2. Biobutanol technology companies develop out their capability to handle cellulosic feedstocks.

The bottom line

Scenarios are not proofs — this is a scenario based on assumptions. Certain technologies may not pan out, capital constraints may apply, feedstocks may not be available at the needed volumes or prices, yada yada yada.

But here’s the thing. The math works without any exotic infrastructure changes. No blend wall hassles, no extra production from corn. Just based on rolling out technologies that have already been demonstrated at scale (excepting algae, which is currently at pilot scale) – backed by large-scale companies such as Neste Oil and DuPont that are known for doing their homework and for whom this sector is not their only path to making money.

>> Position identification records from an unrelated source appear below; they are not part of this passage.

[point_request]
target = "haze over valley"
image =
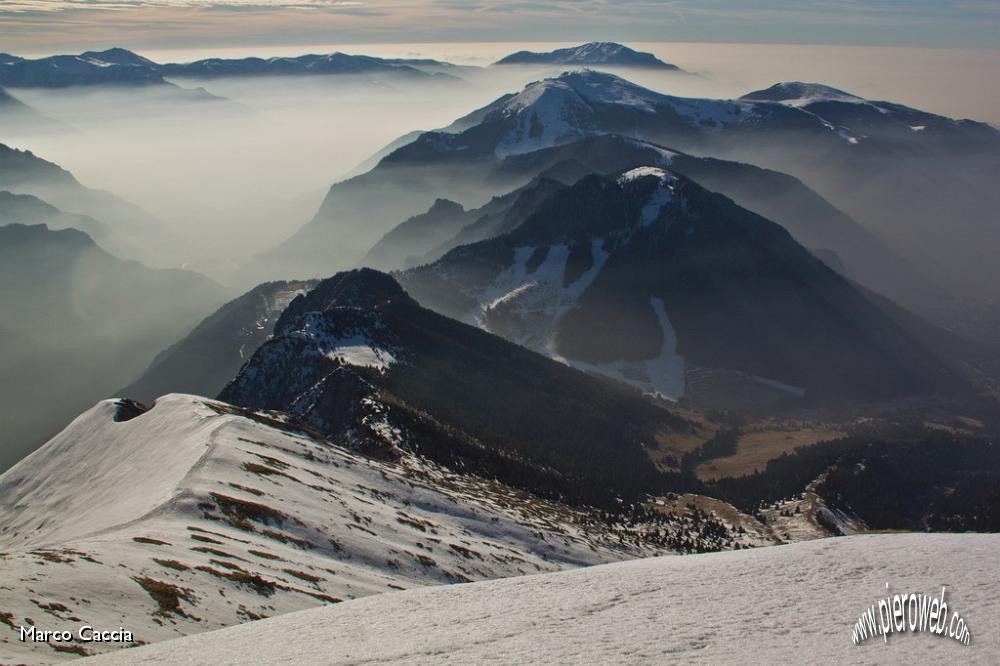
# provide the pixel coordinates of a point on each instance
(289, 325)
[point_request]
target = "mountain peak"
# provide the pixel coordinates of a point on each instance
(797, 92)
(609, 54)
(117, 56)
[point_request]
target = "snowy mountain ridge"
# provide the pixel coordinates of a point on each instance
(194, 515)
(776, 604)
(609, 54)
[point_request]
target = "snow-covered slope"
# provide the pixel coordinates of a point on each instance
(196, 515)
(782, 605)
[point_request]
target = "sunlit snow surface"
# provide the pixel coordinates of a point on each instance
(781, 605)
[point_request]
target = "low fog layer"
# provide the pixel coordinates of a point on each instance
(233, 169)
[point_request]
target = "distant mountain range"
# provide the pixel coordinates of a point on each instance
(79, 323)
(20, 118)
(121, 67)
(358, 351)
(208, 357)
(47, 193)
(646, 275)
(592, 54)
(866, 158)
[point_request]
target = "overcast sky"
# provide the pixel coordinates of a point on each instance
(49, 26)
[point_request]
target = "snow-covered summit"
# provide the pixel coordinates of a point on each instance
(195, 515)
(775, 605)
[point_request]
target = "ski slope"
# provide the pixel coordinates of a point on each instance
(788, 604)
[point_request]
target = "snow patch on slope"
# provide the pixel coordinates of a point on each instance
(536, 300)
(777, 604)
(198, 515)
(661, 376)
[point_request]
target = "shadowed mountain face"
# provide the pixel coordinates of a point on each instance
(649, 275)
(812, 220)
(357, 349)
(28, 210)
(79, 323)
(607, 54)
(869, 159)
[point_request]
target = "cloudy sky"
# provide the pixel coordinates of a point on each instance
(48, 26)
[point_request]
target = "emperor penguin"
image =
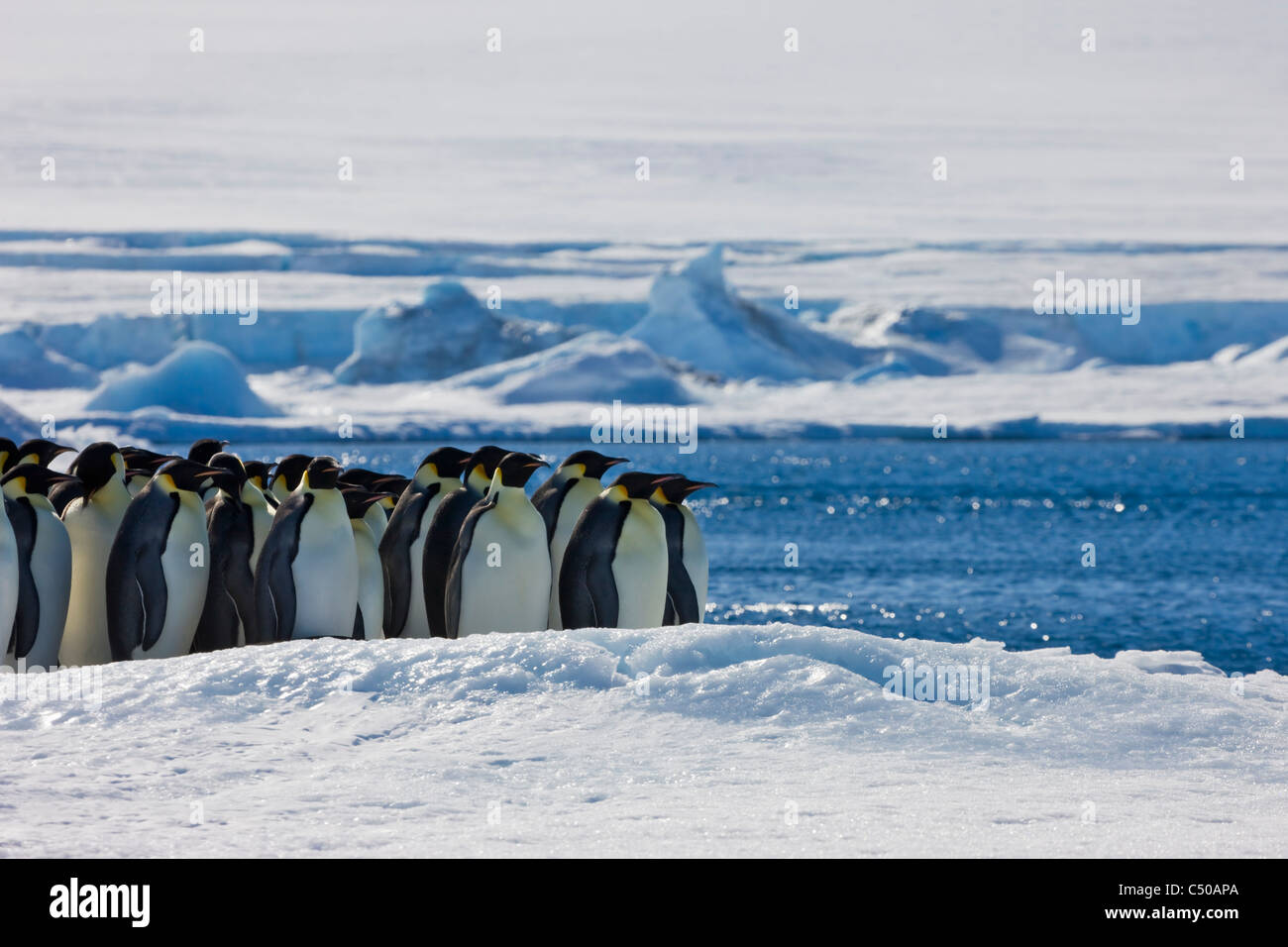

Moreover – so many companies are working in the sector, that there is a tremendous built-up of redundancy — a failure to bring forward a given technology simply opens the door for another. If, for example, you hold the belief that algae technologies cannot yet deliver affordable fuels? OK, there’s plenty of capacity from other feedstocks. In fact, Oak Ridge National Laboratory found, in a detailed survey, that up to 1 billion tons of US feedstock is sustainable, available, reliable and affordable.

Just look at the number of companies bringing these technologies — and consider how many consecutive failures of good old American know-how it would take for the industry to completely fall short of its 2022 goals. The conversation in Washington over RFS repeal shows that a “spirit of national masochism” is alive and well, though it has moved off the streets and into the corridors of power.